How to learn how to code

Chris A. Williams
3 min readApr 1, 2017

I’m a coder who studied journalism. Here’s some tips for those going in the opposite direction.

There’s a plethora of resources out there, and there’s really no wrong way to start. In fact, the start of any programming project is simply picking a path to begin with. No matter how good you get, when you revisit code you’ll think of new things you could have done differently.

Want to learn the basics of building a website? The Knight Lab at Northwestern has a good tutorial. Want to dive into a stack of data? Learn some Python. I’ve been impressed with HackerRank’s Python track, and their “30 Days of Code” challenge will start out easy and quickly test your mettle. Interested in throwing things on a map? Visit ArcGIS’s learning page.

There are a lot of places you can start, and you probably have an idea of where you want to finish. Unfortunately, the middle ground is hard to traverse, and this is where way too many people give up.

Coders use git. You should learn to use git before you learn anything else. You can do this by taking “The Data Scientist’s Toolbox” course at Coursera. Don’t let the name scare you, it’s basically an intro to git. There is a free option. Once you have the basics down, consult this basic guide to refresh your memory.

If you want to continue down the web track, take the HTML5 courses from edX.com. These are self-paced and were created by W3C, the group that creates the web standards.

For Python, first install Anaconda and use Jupyter Notebook. It’ll be weird at first, sweat through it. I think the “Python for Everybody” specialization at Coursera looks like a good option for beginners.
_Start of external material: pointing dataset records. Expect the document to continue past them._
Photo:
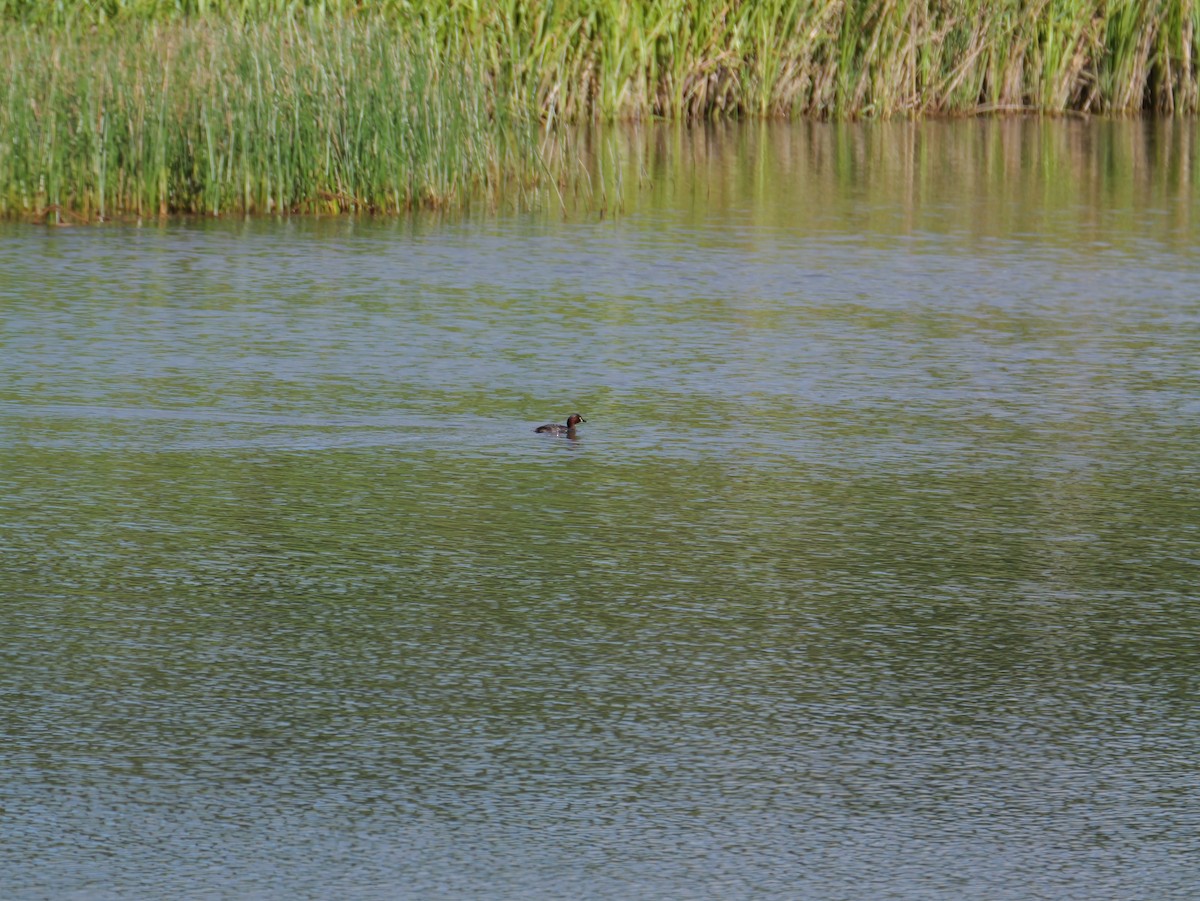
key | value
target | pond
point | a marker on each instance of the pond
(871, 574)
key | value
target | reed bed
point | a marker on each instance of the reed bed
(263, 106)
(201, 118)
To get the option to take a course for free, search for the name of the course. Tip, by the time you’re midway through the third course you be able to scrape data from the web. Don’t worry if you have a hard time with regular expressions, I still do too.

For more on how to create maps, I enjoyed taking “Maps and the Geospatial Revolution” on Coursera a few years ago. You’ll learn more about ArcGIS and implement some really cool example problems.
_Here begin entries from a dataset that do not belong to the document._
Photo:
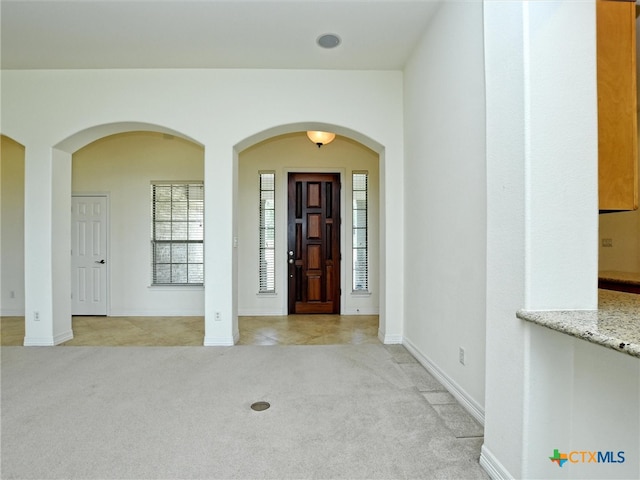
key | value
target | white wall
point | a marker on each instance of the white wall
(623, 229)
(123, 167)
(291, 153)
(546, 390)
(11, 228)
(445, 195)
(224, 111)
The key thing to remember is that no single course will give you a well rounded understanding of what to do — following guides does not give you real-world experience. Take additional courses, even if there’s overlap. Go through some books. And most importantly, if something inspires you stop what you’re doing and work on what’s inspiring. If you get stuck then take a break for an hour or a day or a week and pick it back up again. Coding can be frustrating, and coding is even harder when you’re frustrated.

Additional Resources:

Have you gone through all three tracks? Download data that includes geospatial entities, transform the data into something new with Python, find the relevant geojson file (you can convert a shapefile from the Census website with toGeoJSON), combine them, use Leaflet to put it on a web page.

Or, you know, work on any other idea that you have. Good luck.